Search code examples
pythonbeautifulsouppython-requestsimdb

Problems retrieving information from imdb


I'm trying to get the movie titles from an imdb watchlist. This is my code:

import requests, bs4
res = requests.get(url)
res.raise_for_status()
soup = bs4.BeautifulSoup(res.text, "html.parser")
print(soup.find_all('.lister-item-header'))

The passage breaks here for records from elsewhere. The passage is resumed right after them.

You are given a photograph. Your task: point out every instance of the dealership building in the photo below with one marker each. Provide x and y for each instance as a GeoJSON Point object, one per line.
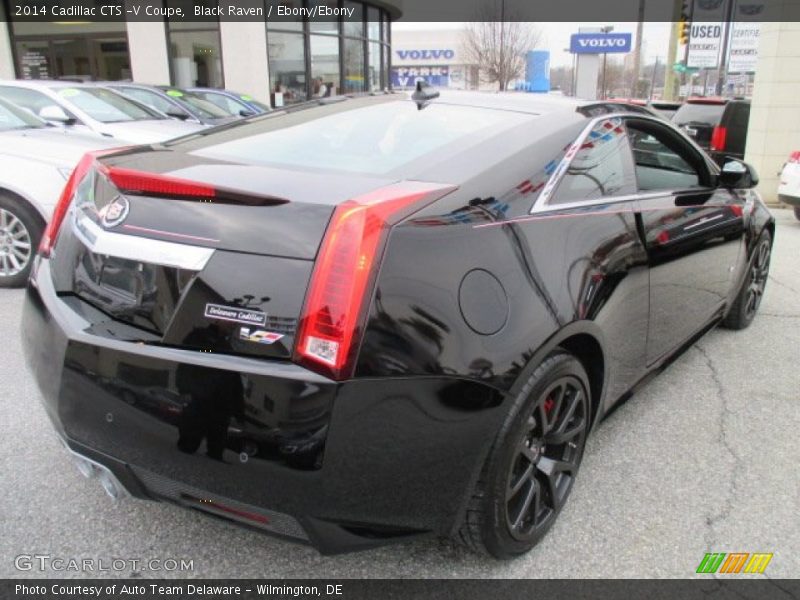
{"type": "Point", "coordinates": [434, 56]}
{"type": "Point", "coordinates": [277, 61]}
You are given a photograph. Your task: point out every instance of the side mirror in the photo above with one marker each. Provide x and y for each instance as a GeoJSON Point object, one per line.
{"type": "Point", "coordinates": [737, 174]}
{"type": "Point", "coordinates": [177, 114]}
{"type": "Point", "coordinates": [56, 114]}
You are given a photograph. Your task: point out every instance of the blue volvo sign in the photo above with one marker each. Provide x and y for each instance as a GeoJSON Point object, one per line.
{"type": "Point", "coordinates": [537, 71]}
{"type": "Point", "coordinates": [600, 43]}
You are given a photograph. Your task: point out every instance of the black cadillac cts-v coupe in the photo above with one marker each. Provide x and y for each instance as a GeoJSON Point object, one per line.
{"type": "Point", "coordinates": [373, 318]}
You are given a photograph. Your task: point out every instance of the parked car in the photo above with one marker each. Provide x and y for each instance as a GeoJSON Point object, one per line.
{"type": "Point", "coordinates": [176, 103]}
{"type": "Point", "coordinates": [35, 162]}
{"type": "Point", "coordinates": [667, 108]}
{"type": "Point", "coordinates": [789, 186]}
{"type": "Point", "coordinates": [697, 117]}
{"type": "Point", "coordinates": [729, 136]}
{"type": "Point", "coordinates": [234, 103]}
{"type": "Point", "coordinates": [91, 109]}
{"type": "Point", "coordinates": [426, 305]}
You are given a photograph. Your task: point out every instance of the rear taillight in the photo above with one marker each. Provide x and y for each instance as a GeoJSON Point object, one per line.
{"type": "Point", "coordinates": [140, 182]}
{"type": "Point", "coordinates": [718, 138]}
{"type": "Point", "coordinates": [64, 201]}
{"type": "Point", "coordinates": [345, 272]}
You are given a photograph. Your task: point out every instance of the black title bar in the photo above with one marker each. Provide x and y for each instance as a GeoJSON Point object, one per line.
{"type": "Point", "coordinates": [584, 11]}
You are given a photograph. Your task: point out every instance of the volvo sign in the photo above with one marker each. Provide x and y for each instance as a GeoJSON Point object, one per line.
{"type": "Point", "coordinates": [600, 43]}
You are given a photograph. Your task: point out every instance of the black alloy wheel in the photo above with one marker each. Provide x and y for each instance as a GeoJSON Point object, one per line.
{"type": "Point", "coordinates": [532, 466]}
{"type": "Point", "coordinates": [748, 300]}
{"type": "Point", "coordinates": [759, 271]}
{"type": "Point", "coordinates": [547, 459]}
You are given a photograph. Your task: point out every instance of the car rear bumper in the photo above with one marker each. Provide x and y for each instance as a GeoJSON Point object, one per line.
{"type": "Point", "coordinates": [788, 199]}
{"type": "Point", "coordinates": [342, 466]}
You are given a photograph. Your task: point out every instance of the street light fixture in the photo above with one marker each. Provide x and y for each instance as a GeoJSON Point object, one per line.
{"type": "Point", "coordinates": [606, 29]}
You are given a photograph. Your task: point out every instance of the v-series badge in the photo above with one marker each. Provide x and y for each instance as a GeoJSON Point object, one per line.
{"type": "Point", "coordinates": [237, 315]}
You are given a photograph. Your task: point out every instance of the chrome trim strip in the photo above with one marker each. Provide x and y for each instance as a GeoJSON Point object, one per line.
{"type": "Point", "coordinates": [562, 167]}
{"type": "Point", "coordinates": [703, 222]}
{"type": "Point", "coordinates": [598, 202]}
{"type": "Point", "coordinates": [542, 203]}
{"type": "Point", "coordinates": [140, 249]}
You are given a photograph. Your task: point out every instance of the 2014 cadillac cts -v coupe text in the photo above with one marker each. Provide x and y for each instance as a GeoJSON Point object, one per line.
{"type": "Point", "coordinates": [368, 319]}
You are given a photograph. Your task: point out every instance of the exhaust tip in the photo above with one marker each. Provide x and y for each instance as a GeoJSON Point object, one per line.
{"type": "Point", "coordinates": [109, 484]}
{"type": "Point", "coordinates": [86, 468]}
{"type": "Point", "coordinates": [91, 469]}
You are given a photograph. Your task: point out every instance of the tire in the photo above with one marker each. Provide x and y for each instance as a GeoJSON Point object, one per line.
{"type": "Point", "coordinates": [745, 305]}
{"type": "Point", "coordinates": [21, 229]}
{"type": "Point", "coordinates": [533, 463]}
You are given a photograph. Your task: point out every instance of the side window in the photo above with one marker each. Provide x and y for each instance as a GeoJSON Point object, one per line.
{"type": "Point", "coordinates": [602, 167]}
{"type": "Point", "coordinates": [148, 98]}
{"type": "Point", "coordinates": [31, 100]}
{"type": "Point", "coordinates": [663, 161]}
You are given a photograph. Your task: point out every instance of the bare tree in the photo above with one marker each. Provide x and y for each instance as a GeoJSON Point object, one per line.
{"type": "Point", "coordinates": [498, 47]}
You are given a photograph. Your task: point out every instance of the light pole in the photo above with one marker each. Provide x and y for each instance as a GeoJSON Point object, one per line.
{"type": "Point", "coordinates": [606, 29]}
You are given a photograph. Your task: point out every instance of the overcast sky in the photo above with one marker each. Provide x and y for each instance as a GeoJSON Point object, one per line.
{"type": "Point", "coordinates": [555, 37]}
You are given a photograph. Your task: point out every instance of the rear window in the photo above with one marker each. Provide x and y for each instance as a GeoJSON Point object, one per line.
{"type": "Point", "coordinates": [708, 114]}
{"type": "Point", "coordinates": [373, 139]}
{"type": "Point", "coordinates": [106, 106]}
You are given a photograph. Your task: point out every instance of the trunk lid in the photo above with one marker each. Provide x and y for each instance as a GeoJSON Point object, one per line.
{"type": "Point", "coordinates": [195, 253]}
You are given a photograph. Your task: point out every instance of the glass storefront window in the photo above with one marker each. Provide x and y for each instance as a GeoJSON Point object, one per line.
{"type": "Point", "coordinates": [353, 66]}
{"type": "Point", "coordinates": [196, 58]}
{"type": "Point", "coordinates": [374, 67]}
{"type": "Point", "coordinates": [287, 23]}
{"type": "Point", "coordinates": [287, 67]}
{"type": "Point", "coordinates": [323, 58]}
{"type": "Point", "coordinates": [373, 24]}
{"type": "Point", "coordinates": [70, 49]}
{"type": "Point", "coordinates": [324, 65]}
{"type": "Point", "coordinates": [318, 25]}
{"type": "Point", "coordinates": [354, 25]}
{"type": "Point", "coordinates": [194, 48]}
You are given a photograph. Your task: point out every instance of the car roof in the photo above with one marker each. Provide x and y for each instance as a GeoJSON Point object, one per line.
{"type": "Point", "coordinates": [706, 100]}
{"type": "Point", "coordinates": [46, 83]}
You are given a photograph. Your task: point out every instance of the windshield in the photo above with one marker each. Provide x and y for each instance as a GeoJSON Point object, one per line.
{"type": "Point", "coordinates": [12, 117]}
{"type": "Point", "coordinates": [230, 105]}
{"type": "Point", "coordinates": [709, 114]}
{"type": "Point", "coordinates": [150, 98]}
{"type": "Point", "coordinates": [373, 139]}
{"type": "Point", "coordinates": [200, 106]}
{"type": "Point", "coordinates": [106, 106]}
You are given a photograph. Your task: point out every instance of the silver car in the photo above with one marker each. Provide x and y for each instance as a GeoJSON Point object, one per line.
{"type": "Point", "coordinates": [94, 110]}
{"type": "Point", "coordinates": [36, 159]}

Even though '.lister-item-header' exists in the chrome developer console it doesn't exist in the html file that the requests module downloaded. I've also tried using regular expressions. What would be the best way of retrieving the titles?


Solution

  • You should select elements by their class in this way.

    import requests
    import bs4
    
    url = 'http://www.imdb.com/chart/top'
    res = requests.get(url)
    res.raise_for_status()
    soup = bs4.BeautifulSoup(res.text, "html.parser")
    rows = soup.select('.titleColumn > a')
    
    for row in rows:
        print(row.text)
    

    Or you can do it in this way:

    import requests
    import bs4
    
    url = 'http://www.imdb.com/chart/top'
    res = requests.get(url)
    res.raise_for_status()
    soup = bs4.BeautifulSoup(res.text, "html.parser")
    rows = soup.find_all('td', class_='titleColumn')
    
    for row in rows:
        print(row.a.text)
    

    The data is load from a json object which is embedded into the raw html file, so we can parse it and get the title.

    JSON

    import requests
    import bs4 
    import json
    
    url = 'http://www.imdb.com/user/ur69187878/watchlist?ref_=wt_nv_wl‌​_all_1' 
    res = requests.get(url) 
    res.raise_for_status() 
    soup = bs4.BeautifulSoup(res.text, "html.parser") 
    # rows = soup.find_all('h3', class_='list-item-header') 
    js_elements = soup.find_all('script')
    js_text = None
    search_str = 'IMDbReactInitialState.push('
    
    for element in js_elements:
        text = element.text
        if search_str in text:
            js_text = text.strip()
            break
    
    json_start = js_text.index(search_str) + len(search_str)
    json_text = js_text[json_start:-2]
    json_obj = json.loads(js_text[json_start:-2])
    
    for title in json_obj['titles']:
        json_title = json_obj['titles'][title]
        print(json_title['primary']['title'])
    

    But I have to say that this is not a general method to attack this kind of problems, if you wanna have a general solution for all pages whose data is loaded from json or api, you can use some other ways such as Selenium.